Tina claims she has always had expensive tastes, but her current possession obsession seems to be a catch-up reaction to her days with Ike when she had no control of her own money. She’s magnanimous, too. Ike’s been peddling their old tapes to capitalize on his ex’s golden skirttails. “I don’t begrudge Ike nothing,” says Tina. “He is a talented musician. I wish he could get something together.”
It took her years to do the same. Now settling the last of her liabilities, she is truly financially independent. “My dream is to get the American Express Gold Card,” she says. “Now I borrow other people’s—the chauffeur, my manager, anyone. Don’t worry. I always pay them back.”
When she can’t shop, a favorite pastime is watching horror films. After a long day of interviews and glad-handing last month in London, she relaxed with friends by screening The Entity, a B-grade drama where actress Barbara Hershey is sexually assaulted by an invisible demon. Her advice was flawless, since she had seen the movie three times that week. “You better get out of there!” she shouted as the invisible creature was about to strike. If only Barbara Hershey had listened.

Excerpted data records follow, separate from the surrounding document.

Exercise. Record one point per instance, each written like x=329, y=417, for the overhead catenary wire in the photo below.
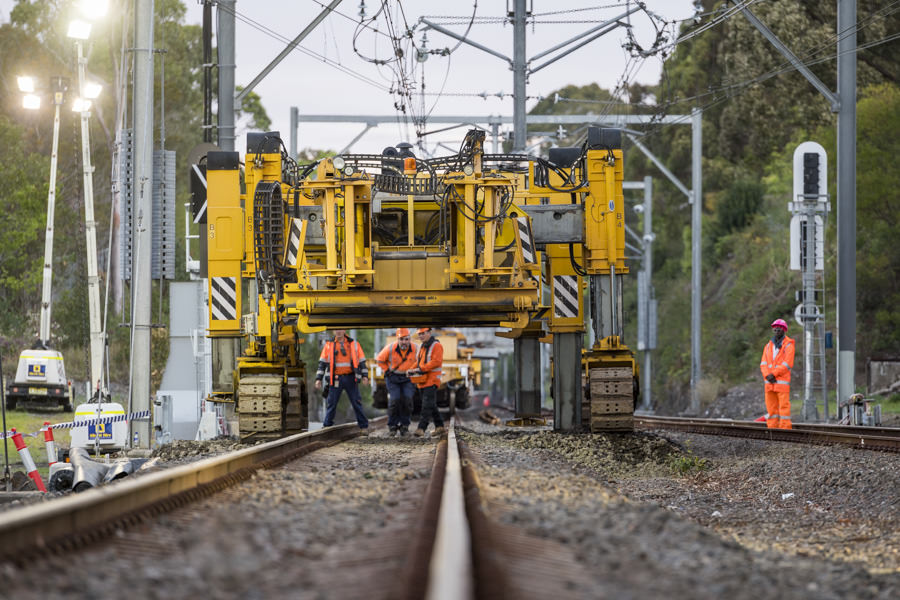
x=300, y=48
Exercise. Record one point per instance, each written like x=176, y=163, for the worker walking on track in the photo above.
x=344, y=363
x=395, y=359
x=427, y=377
x=776, y=365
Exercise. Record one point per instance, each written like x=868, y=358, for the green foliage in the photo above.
x=24, y=177
x=878, y=220
x=252, y=107
x=741, y=201
x=687, y=463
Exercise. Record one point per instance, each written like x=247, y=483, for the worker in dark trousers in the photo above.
x=344, y=363
x=395, y=359
x=427, y=377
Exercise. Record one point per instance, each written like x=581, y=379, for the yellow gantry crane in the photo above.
x=471, y=239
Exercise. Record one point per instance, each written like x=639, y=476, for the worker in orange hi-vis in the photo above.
x=427, y=377
x=395, y=359
x=776, y=365
x=342, y=365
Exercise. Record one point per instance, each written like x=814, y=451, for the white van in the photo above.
x=40, y=379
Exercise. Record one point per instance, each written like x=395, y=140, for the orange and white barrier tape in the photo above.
x=51, y=444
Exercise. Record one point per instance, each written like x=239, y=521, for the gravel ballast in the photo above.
x=701, y=516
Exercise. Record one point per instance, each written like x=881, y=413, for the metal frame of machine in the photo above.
x=470, y=239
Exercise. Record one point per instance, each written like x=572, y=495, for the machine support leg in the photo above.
x=527, y=352
x=567, y=389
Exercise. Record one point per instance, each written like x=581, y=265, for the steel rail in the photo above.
x=884, y=438
x=450, y=571
x=74, y=520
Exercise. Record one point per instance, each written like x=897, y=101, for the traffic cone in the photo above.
x=26, y=460
x=51, y=445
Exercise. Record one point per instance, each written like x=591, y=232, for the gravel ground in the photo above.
x=334, y=524
x=647, y=517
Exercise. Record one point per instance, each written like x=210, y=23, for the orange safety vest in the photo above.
x=429, y=360
x=391, y=357
x=343, y=364
x=779, y=365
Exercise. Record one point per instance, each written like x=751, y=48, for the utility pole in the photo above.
x=696, y=256
x=143, y=223
x=846, y=180
x=520, y=131
x=225, y=42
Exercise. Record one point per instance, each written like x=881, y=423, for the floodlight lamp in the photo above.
x=26, y=84
x=79, y=30
x=31, y=102
x=81, y=105
x=92, y=90
x=94, y=9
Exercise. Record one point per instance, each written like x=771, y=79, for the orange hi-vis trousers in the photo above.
x=778, y=409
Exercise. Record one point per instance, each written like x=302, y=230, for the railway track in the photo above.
x=434, y=540
x=886, y=439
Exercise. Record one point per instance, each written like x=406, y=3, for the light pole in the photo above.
x=80, y=31
x=58, y=87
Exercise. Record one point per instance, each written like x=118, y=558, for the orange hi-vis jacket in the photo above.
x=392, y=358
x=341, y=359
x=429, y=360
x=779, y=365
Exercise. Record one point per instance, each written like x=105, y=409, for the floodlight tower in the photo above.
x=31, y=101
x=79, y=31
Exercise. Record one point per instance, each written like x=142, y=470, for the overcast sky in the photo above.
x=317, y=87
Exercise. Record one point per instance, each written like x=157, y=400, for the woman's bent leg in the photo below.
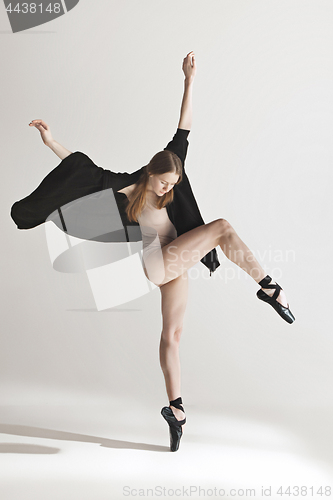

“What I like,” she explained, “is like the dead that’s really alive. People coming from outer space and how they look. I also love the Dracula movies. It excites me, the fear.” Her two all-time favorite films: The Exorcist and The Ten Commandments. Chew on that awhile, Sigmund.
Tina believes her future lies more onscreen than onstage. Always did. Back in Nutbush, when she was just little Anna Mae Bullock, a cotton sharecropper’s daughter, she liked to drag a bedspread out into the dusty backyard of her family’s tiny home. She’d lie on it, smiling and pretending to be a Hollywood star. “I don’t want to just be prancing around in some frilly dress singing a song, you know?” she said in London, leaping up on the couch and crouching like Charlton Heston in Ben Hur. “I want to drive one of those damn chariots. Yeow! That’s excitement! That’s the stuff I love.” Anna Mae lives.